国家安全保障室の金泰孝(キム・テヒョ)第1次長は会議後のブリーフィングで、「韓米防衛費分担金、ウクライナ戦争、ロ朝軍事協力、グローバル次元で既に韓米間に重点を巡る懸案のうち、どのような選択と集中を行うか探ってみたい」としながらも「米国官民と議会は共和党と民主党を問わず韓米同盟の重要性を共感していて、韓国が安保の責任分担と寄与においては模範事例という点をよく知っている」と強調した。これは大統領選挙期間中に韓国を「マネーマシン(キャッシュディスペンサー)」と言って在韓米軍防衛費分担金増額を予告したトランプ氏を意識した発言と解釈された。

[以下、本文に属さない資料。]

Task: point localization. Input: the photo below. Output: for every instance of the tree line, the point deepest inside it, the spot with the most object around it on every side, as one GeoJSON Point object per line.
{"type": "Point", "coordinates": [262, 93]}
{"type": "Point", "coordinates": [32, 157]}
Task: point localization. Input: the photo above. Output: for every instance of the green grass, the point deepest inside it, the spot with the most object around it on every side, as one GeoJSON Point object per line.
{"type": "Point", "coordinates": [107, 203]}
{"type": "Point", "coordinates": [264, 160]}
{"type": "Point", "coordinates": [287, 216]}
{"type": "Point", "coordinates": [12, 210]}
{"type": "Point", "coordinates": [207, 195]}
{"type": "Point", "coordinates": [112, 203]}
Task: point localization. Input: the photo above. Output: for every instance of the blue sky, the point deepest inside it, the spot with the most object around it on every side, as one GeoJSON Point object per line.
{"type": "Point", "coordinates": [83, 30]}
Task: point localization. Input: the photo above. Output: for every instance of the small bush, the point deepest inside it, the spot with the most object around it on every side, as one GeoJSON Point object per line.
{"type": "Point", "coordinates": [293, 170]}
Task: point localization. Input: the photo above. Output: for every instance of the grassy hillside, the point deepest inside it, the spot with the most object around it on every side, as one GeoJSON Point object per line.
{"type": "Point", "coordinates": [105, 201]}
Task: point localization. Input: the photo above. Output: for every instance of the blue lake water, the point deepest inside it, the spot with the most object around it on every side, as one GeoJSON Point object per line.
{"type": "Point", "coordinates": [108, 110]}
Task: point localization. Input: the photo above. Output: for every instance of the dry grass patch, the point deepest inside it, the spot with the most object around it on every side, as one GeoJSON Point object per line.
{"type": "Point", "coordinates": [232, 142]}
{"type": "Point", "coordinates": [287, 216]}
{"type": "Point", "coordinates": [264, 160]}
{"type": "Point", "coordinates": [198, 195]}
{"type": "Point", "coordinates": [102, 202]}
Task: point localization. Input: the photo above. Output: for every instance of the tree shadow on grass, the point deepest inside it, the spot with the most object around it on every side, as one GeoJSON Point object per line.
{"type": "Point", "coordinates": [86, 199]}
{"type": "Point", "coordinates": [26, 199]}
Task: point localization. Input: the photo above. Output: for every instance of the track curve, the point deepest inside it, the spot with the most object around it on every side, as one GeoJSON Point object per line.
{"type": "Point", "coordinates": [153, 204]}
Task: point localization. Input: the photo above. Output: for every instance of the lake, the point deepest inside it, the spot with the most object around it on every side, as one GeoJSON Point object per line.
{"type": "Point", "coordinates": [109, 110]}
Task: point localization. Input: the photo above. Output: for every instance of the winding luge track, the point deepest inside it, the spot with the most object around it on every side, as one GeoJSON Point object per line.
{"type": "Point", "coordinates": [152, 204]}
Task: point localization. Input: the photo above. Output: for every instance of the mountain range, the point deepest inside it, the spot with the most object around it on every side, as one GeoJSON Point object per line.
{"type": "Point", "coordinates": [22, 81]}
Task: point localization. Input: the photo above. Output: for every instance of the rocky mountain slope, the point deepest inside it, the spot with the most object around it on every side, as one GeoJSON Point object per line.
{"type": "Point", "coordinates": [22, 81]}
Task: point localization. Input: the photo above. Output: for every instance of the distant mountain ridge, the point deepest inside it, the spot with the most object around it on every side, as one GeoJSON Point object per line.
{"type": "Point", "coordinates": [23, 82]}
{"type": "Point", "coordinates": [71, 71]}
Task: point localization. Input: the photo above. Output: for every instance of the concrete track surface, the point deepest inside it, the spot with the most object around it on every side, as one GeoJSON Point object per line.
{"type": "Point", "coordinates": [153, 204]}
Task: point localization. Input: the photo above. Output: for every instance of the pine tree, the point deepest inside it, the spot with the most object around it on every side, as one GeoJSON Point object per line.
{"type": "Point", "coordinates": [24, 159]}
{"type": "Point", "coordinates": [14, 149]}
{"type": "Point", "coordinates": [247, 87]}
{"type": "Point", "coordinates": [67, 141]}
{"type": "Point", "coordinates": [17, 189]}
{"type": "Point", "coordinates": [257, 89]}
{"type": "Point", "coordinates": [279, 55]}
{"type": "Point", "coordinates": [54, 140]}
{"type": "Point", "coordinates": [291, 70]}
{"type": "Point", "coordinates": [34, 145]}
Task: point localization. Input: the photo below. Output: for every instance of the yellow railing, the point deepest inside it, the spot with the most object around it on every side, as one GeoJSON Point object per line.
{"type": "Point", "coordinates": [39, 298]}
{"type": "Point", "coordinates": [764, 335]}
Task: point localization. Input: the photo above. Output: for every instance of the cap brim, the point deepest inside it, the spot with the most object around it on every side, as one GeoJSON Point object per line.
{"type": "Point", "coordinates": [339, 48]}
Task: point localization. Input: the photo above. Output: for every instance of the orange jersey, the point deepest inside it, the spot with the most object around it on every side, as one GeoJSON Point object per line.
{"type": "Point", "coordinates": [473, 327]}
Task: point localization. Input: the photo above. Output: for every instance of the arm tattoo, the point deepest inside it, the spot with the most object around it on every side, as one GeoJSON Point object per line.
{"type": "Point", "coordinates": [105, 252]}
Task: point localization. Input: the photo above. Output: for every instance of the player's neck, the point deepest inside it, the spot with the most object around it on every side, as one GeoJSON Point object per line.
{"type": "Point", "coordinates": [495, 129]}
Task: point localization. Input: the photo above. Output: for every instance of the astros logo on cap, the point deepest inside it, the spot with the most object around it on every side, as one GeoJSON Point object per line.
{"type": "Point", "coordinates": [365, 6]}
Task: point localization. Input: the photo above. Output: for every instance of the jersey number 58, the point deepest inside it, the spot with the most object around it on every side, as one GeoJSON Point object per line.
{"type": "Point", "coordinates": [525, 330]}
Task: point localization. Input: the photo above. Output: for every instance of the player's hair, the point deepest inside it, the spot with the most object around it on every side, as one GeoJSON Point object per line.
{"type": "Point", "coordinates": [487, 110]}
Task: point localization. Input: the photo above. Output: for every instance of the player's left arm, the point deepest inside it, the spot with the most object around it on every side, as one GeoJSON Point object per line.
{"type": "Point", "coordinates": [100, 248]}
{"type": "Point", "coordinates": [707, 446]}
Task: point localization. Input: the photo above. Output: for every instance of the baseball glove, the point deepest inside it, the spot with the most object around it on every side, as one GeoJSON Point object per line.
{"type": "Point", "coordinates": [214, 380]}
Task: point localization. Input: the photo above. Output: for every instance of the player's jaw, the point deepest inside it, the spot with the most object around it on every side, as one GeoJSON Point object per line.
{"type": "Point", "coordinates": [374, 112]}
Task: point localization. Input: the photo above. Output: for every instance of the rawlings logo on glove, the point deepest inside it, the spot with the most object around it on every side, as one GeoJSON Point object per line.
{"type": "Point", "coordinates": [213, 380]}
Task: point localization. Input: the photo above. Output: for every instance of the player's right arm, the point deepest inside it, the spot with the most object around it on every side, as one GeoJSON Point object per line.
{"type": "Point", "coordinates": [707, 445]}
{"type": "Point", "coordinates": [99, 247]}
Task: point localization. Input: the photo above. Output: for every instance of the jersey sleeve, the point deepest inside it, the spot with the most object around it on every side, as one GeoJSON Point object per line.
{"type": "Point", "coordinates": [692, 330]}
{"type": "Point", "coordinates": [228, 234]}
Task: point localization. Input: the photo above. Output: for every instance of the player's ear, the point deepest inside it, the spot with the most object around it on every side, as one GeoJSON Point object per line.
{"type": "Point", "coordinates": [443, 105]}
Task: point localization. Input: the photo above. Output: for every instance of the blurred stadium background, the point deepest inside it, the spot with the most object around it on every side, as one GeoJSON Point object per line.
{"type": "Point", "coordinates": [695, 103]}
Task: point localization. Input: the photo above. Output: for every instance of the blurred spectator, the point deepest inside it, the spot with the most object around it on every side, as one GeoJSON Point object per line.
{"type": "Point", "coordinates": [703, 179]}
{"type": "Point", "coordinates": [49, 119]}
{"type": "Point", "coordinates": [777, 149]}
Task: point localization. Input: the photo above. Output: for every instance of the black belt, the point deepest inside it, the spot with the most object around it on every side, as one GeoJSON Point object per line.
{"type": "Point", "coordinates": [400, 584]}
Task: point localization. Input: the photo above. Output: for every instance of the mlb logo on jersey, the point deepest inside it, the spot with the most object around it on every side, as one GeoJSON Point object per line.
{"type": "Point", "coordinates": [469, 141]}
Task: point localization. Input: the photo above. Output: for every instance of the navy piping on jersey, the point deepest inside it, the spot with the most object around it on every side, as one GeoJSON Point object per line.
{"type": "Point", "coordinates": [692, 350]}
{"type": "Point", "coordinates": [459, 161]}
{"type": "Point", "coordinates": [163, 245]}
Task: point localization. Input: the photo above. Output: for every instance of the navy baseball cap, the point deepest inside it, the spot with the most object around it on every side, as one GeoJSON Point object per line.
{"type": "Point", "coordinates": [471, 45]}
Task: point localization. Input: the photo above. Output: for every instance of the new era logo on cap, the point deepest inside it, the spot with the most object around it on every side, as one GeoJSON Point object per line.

金次長はあわせて「米国新行政部と北朝鮮非核化目標をブレることなく推進し、核基盤の韓米同盟を強固に発展させていく」としながら「韓米日協力を制度的に定着させて3国共助もまた深化させていきいたい」と話した。
尹大統領は「ゴルフ狂」としても有名なトランプ氏を考慮して8年ぶりにゴルフの練習も再開した。トランプ第1期在任時期、日本の安倍晋三首相がゴルフを活用してトランプ氏と深い縁を結んだという周辺の助言があったという。大統領室高位関係者は「尹大統領は今年の夏休みの時もゴルフをした」と話した。尹大統領はこの日任期折返し点に対して特別な言及はしなかったが、会議に真っ赤なネクタイを締めて出席して目を引いた。大統領室関係者は「心機一転するという気持ちで尹大統領が与党色のネクタイを選んだ」と話した。